A água continua subindo.
O rio está subindo. E isso me sufoca... Não que eu não saiba nadar, mas a água
subindo me sufoca. Hoje foi um dia extremamente chuvoso, muito chuvoso, três
horas de água caindo nos telhados, nos tetos dos carros, nas ruas, nas cabeças
das pessoas. Sei nadar o suficiente para manter meu corpo flutuando, mas creio
se outra pessoa depender de minha ajuda para lhe socorrer, morrerá. Manter meu
corpo flutuando é uma coisa... Manter eu e um outro flutuando é morte na certa.
Esses pensamentos passam
em minha cabeça toda vez que a água começa a subir. Vejo na TV e ouço no rádio
que uma das pontes que ligam um lado da cidade ao outro está interditada, pois
não para de subir. A água. Não me causa
desespero e nem pena, me sufoca, quando morava do outro lado da cidade, o rio
chegou até minha casa, foi invadindo o quintal aos poucos, centímetro por
centímetro, logo estava na porta da casa. Para onde olhava ela estava lá e pela
primeira vez senti está perdido, sufocado, morto, ela iria nos engolir.
Os mais velhos saíram
com água pela cintura e os pequenos com ela pelo peito, em um piscar de olhos
parecia que nos tragaria para o seu estomago barrento de cor marrom. Desde de
então não volto como morador daquela região.
A casa foi sumindo
lentamente como se estivesse sendo engolida por um armadilha da areia movediça,
na manhã seguinte onde existia nossa casa agora era... Rio. Continua subindo.

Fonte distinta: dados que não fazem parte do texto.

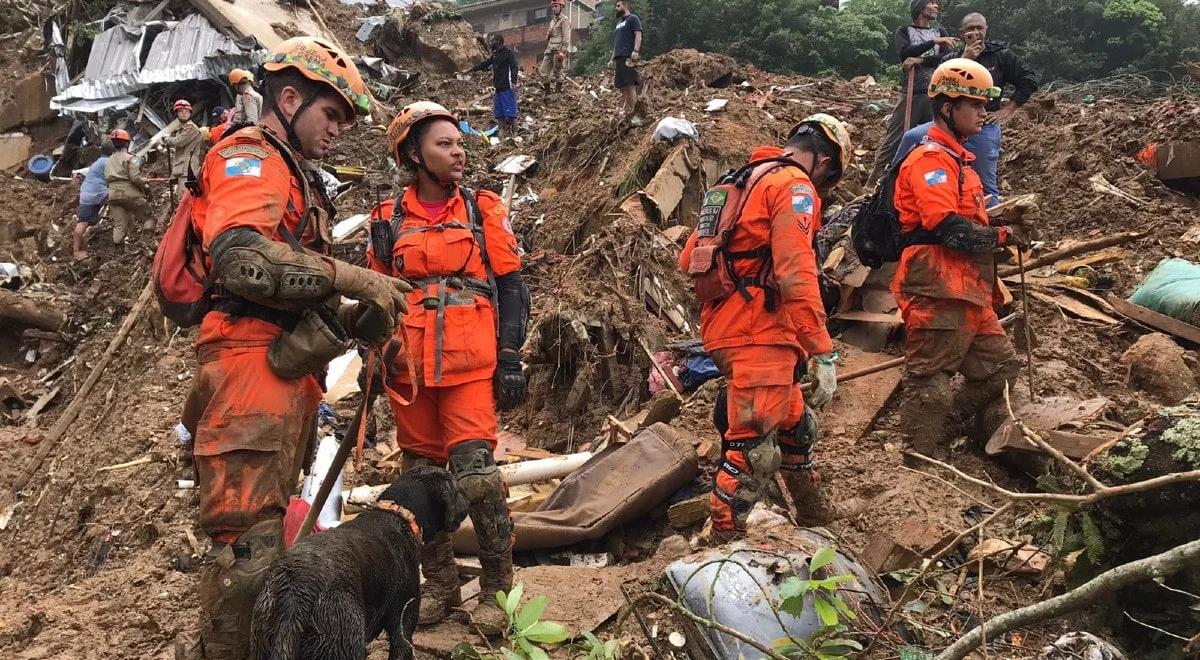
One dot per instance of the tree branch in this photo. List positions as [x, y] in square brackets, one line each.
[1159, 565]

Desperto desses pensamentos
longínquos da infância com mais um comercial que dizia para as pessoas não irem
ao centro da cidade. Agora mais uma ponte estava fechada.
Deito a cabeça no
travesseiro e tento fingir que não é comigo, mas sei que aquela merda toda ia
atingir o bolso de todo mundo, inclusive o meu. Deles que perderam tudo e
teriam que trabalhar para reconstruir suas vidas e o meu que ainda não tenho
nada, pago aluguel, que dependo do giro de moeda para ganhar o pão. Para os que
governam qualquer hora é hora de desculpa, então vocês sabem qual foi a
desculpa usada para a demora dos pagamentos, né? Eu sabia. Não precisa fazer
essa cara de babaca. Na tua cabeça deve estar passando: Mas o meu partido fez
mais do que o anterior, na do outro que o dele fez mais do que outro e outro
que faz também mais do que outros e teve o lance dos militares que fizeram mais
do que todos.
A questão amigo está na
palavra chave... PARTIDO... Nós estamos todos partidos, de todas as formas e
todos os sentidos. Então deito fecho os olhos e finalmente apago.
Seis e trinta o
despertador avisa que tenho a obrigação de tirar meu corpo pesado do colhão,
lentamente abro os olhos e está... Chovendo. Ligo a TV e tem um sensacionalista
regional que tenta ganhar alguns pontinhos para seu programa matinal com sua
cara amassada de ter acordado muito mais cedo que eu para estar ali. Falando um
monte de merda na tela. Só sabia dizer que a água continuava subindo.
Chega ser patético, mas
nas imagens via alguns conhecidos que ganharam casa em programas sociais e voltavam
para beira do rio. Pensava: Essa praga merece morrer afogado. É meu dinheiro,
meu imposto, serviu para construir a porra daquela gaiola pra quê... Pra
esse... Calo a mente como a secura da garganta ao amanhecer. Gaiola. Só queria
beber água.
Levanto com minha cara
de pastel amassado, quando vou em direção da geladeira escuto voz de gringo no pátio.
Quem estava fora do quarto numa chuva daquela? Era uma família misturada...
Tipo meio braseiros, meio peruanos. Tinham alugado um dos quartos provisoriamente
enquanto normalizava a situação da cidade. Então me afoguei no meu copo d’água. E gostei.